Is there any way to ignore the rows (in the csv file) which can not be added for some or other reason and insert the one's which have the correct syntax?
Thanks
PS: I can not use SSIS. Only allowed to use SQL
I deal with different CSV Files that I receive from different sources on a weekly basis, so of the data is nice and clean and others are a nightmare. So this is how I handle the CSV Fields I receive, I hope it helps you. You will still need to add some data validation to handle malformed data.
SET NOCOUNT ON
GO
-- Create Staging Table
IF OBJECT_ID(N'TempDB..#ImportData', N'U') IS NOT NULL
DROP TABLE #ImportData
CREATE TABLE #ImportData(CSV NVARCHAR(MAX))
-- Insert the CSV Data
BULK INSERT #ImportData
FROM 'C:\TestData.csv'
-- Add Control Columns
ALTER TABLE #ImportData
ADD ID INT IDENTITY(1, 1)
ALTER TABLE #ImportData
ADD Malformed BIT DEFAULT(0)
-- Declare Variables
DECLARE @Deliminator NVARCHAR(5) = '|', @ID INT = 0, @DDL NVARCHAR(MAX)
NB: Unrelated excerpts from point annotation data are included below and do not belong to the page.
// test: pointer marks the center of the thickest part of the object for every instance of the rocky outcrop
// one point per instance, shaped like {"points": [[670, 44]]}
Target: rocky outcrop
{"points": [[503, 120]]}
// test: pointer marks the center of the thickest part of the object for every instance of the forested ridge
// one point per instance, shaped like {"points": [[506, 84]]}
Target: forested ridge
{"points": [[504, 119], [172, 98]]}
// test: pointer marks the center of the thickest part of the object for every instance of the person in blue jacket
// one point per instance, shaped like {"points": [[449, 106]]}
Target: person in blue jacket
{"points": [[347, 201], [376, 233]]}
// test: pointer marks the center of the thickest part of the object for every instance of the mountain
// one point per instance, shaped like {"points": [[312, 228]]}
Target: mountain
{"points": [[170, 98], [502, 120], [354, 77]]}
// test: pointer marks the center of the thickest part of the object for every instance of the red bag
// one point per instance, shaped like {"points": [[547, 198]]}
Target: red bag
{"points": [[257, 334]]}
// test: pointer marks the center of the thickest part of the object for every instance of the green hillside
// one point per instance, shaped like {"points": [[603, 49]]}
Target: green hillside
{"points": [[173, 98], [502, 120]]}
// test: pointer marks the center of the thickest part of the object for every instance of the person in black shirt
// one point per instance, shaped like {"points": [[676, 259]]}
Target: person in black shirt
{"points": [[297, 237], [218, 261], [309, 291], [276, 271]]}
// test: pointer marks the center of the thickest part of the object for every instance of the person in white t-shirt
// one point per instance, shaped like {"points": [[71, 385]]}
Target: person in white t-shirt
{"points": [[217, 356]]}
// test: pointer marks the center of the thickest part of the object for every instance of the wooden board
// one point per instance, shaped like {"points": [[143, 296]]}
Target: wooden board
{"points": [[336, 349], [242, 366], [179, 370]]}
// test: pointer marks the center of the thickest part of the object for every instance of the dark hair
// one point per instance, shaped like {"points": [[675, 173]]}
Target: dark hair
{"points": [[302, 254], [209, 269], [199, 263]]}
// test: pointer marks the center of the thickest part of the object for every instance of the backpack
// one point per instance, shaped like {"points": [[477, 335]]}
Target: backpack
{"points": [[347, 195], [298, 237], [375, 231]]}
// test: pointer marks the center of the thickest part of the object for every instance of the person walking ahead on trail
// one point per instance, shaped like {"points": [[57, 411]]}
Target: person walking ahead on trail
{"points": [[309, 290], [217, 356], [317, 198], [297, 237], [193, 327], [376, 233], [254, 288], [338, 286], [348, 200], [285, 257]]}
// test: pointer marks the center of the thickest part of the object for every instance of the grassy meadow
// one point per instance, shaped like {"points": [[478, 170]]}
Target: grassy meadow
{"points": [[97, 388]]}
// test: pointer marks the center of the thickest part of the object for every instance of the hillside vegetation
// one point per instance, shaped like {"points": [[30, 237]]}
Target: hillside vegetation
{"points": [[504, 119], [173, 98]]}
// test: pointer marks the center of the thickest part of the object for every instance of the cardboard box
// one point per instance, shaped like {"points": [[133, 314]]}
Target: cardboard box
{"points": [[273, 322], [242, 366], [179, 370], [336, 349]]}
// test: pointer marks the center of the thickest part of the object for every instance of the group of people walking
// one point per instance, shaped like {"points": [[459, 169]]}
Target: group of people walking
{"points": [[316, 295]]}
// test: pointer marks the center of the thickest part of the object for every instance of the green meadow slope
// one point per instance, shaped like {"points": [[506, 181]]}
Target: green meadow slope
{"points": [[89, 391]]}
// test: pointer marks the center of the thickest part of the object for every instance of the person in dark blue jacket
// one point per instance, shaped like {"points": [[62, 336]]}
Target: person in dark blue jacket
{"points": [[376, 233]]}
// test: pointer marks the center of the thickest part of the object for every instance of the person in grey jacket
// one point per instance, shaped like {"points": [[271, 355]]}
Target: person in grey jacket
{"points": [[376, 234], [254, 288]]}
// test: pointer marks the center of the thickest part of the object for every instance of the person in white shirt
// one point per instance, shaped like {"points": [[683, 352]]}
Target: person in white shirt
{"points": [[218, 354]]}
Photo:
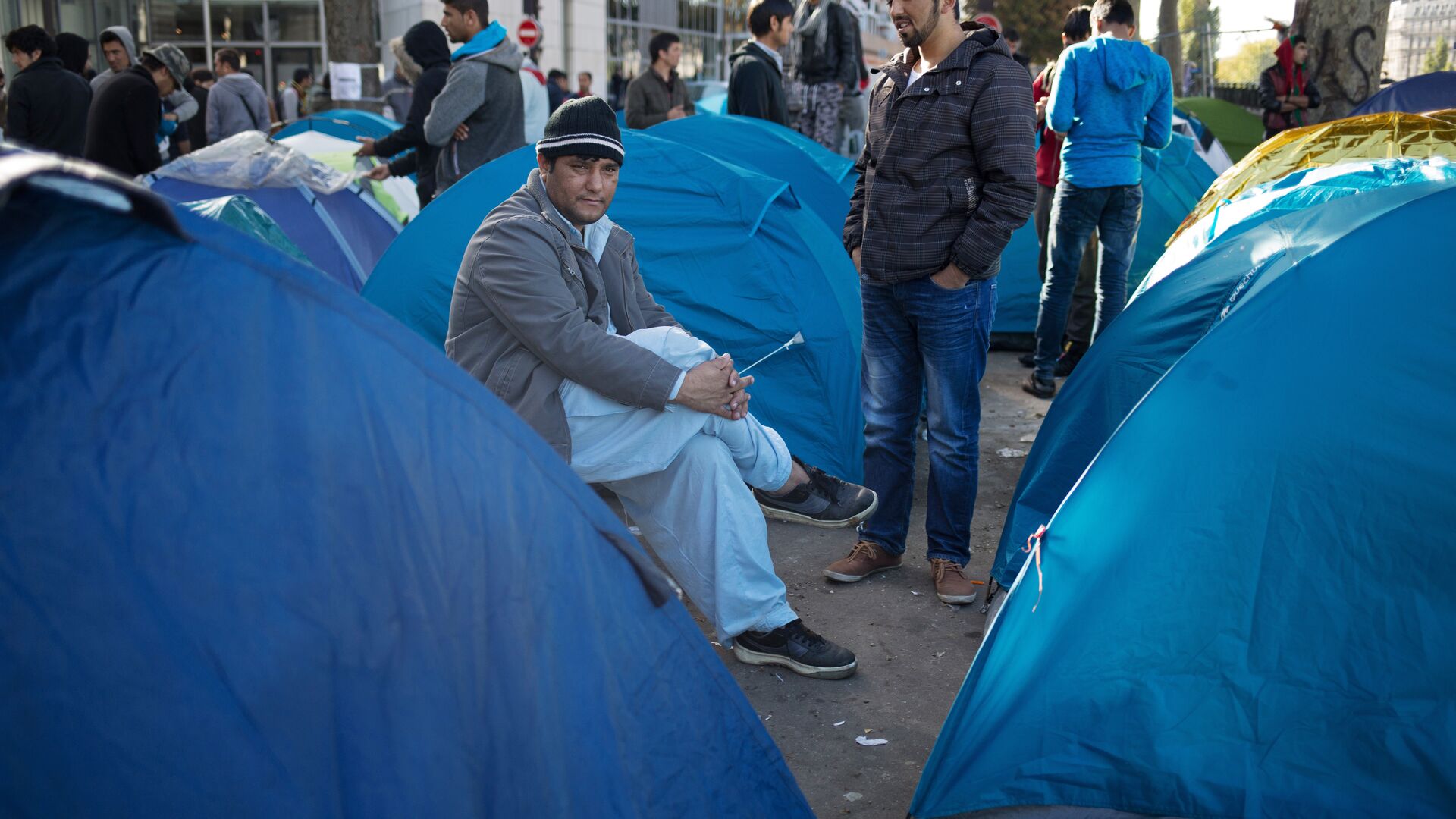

DECLARE @NumberCols INT = (SELECT LEN(CSV) - LEN(REPLACE(CSV, @Deliminator, '')) FROM #ImportData WHERE ID = 1)
-- Flag Malformed Rows
UPDATE #ImportData
SET Malformed = CASE WHEN LEN(CSV) - LEN(REPLACE(CSV, @Deliminator, '')) != @NumberCols THEN 1 ELSE 0 END
-- Create Second Staging Table
IF OBJECT_ID(N'TestTable', N'U') IS NOT NULL
DROP TABLE TestTable
CREATE table TestTable
(ID varchar(4000),
EmpID varchar(4000),
FName varchar(4000),
LName varchar(4000),
Gender varchar(4000),
DateOfirthB varchar(4000));
-- Insert CSV Rows
WHILE(1 = 1)
BEGIN
SELECT TOP 1
@ID = ID
,@DDL = 'INSERT INTO TestTable(ID, EmpID, FName, LName, Gender, DateOfirthB)' + CHAR(13) + CHAR(10) + REPLICATE(CHAR(9), 1)
+ 'VALUES' -- + CHAR(13) + CHAR(10) + REPLICATE(CHAR(9), 2)
+ '(' + DDL + ')'
FROM
(
SELECT
ID
,DDL = '''' + REPLACE(REPLACE(REPLACE(CSV, '''', ''''''), @Deliminator, ''','''), '"', '') + ''''
FROM
#ImportData
WHERE
ID > 1
AND Malformed = 0) D
WHERE
ID > @ID
ORDER BY
ID
IF @@ROWCOUNT = 0 BREAK
EXEC sp_executesql @DDL
END
-- Clean Up
IF OBJECT_ID(N'TempDB..#ImportData', N'U') IS NOT NULL
DROP TABLE #ImportData
-- View Results
SELECT * FROM dbo.TestTable